Der Auftakt der Zugvogelzeit in diesem Jahr ist vielversprechend. Bereits jetzt wurden mehrere, sehr grosse Kranichtrupps beobachtet, darunter auch ein Trupp von rund 800 Vögeln – so viele wie noch nie in der Schweiz. Auch im benachbarten Bayern wurden Rekordzahlen durchziehender Kraniche gemeldet. Dies schreibt die Vogelwarte Sempach in einer Medienmitteilung. Wer in diesen Tagen aufmerksam in den Himmel schaut und die Ohren spitzt, hat vielleicht das Glück, die imposanten Vögel zu sehen.

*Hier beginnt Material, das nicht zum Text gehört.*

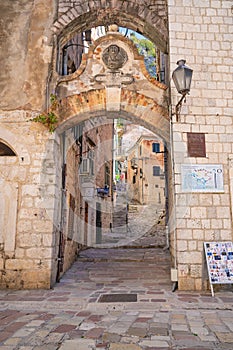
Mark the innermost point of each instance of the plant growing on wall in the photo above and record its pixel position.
(48, 119)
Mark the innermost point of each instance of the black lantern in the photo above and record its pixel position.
(182, 77)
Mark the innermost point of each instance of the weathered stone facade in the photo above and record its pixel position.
(32, 32)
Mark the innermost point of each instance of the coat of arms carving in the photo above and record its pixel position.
(114, 57)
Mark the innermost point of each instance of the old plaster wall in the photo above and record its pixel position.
(201, 32)
(27, 240)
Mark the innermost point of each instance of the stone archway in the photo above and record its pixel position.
(127, 91)
(150, 20)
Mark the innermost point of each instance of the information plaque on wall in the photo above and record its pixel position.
(196, 144)
(202, 178)
(219, 259)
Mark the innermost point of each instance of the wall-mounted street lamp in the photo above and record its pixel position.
(182, 77)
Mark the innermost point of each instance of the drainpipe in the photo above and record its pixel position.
(174, 272)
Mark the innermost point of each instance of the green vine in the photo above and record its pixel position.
(48, 119)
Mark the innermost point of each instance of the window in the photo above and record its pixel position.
(6, 150)
(155, 147)
(156, 170)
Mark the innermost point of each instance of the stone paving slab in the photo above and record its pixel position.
(70, 317)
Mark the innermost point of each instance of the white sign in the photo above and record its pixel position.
(202, 178)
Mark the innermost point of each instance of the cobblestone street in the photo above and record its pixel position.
(140, 312)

Kraniche sind für ihre traditionellen Zugrouten bekannt. Der westlichste Zugweg führt von Skandinavien und Nordosteuropa in einem sehr engen Korridor nach Südwesten und endet in Spanien. Ein weiterer Weg führt von Finnland via Ungarn und Italien nach Nordafrika. Somit liegt die Schweiz nicht direkt auf einer «Kranich-Autobahn». Weil zudem diese Hauptzugrouten recht schmal sind, war der Kranich bei uns bis vor wenigen Jahren nur selten als Durchzügler zu beobachten.
2011 aber geschah Aussergewöhnliches: In der Schweiz wurden während des Herbstzugs über zehn mal mehr Kraniche beobachtet als üblich. Seither blieb die Zahl beobachteter Kraniche mit Schwankungen hoch. Was ist passiert? Ein Teil der Kraniche, die normalerweise den ungarischen Hortobágy-Nationalpark passieren, um dann via Italien nach Nordafrika zu gelangen, änderte die Route. Statt über Italien nach Nordafrika flogen sie über die südfranzösische Camargue nach Spanien. 2011 wurde dieser Routenwechsel vermutlich durch starke Ostwinde unterstützt, aber auch in den Folgejahren wurde der neue Zugweg rege genutzt. Kraniche haben keine genetisch definierten Zugrouten, die erfahrenen Tiere geben ihr Wissen an die anderen weiter. Die neue Zugroute durch Mitteleuropa scheint den Kranichen zu behagen. «Da die Schweiz auf dem Weg zwischen Hortobágy und der Camargue liegt, dürfen auch wir uns vermehrt an den sehnsüchtig anmutenden Rufen durchziehender Kraniche erfreuen», schreibt die Vogelwarte.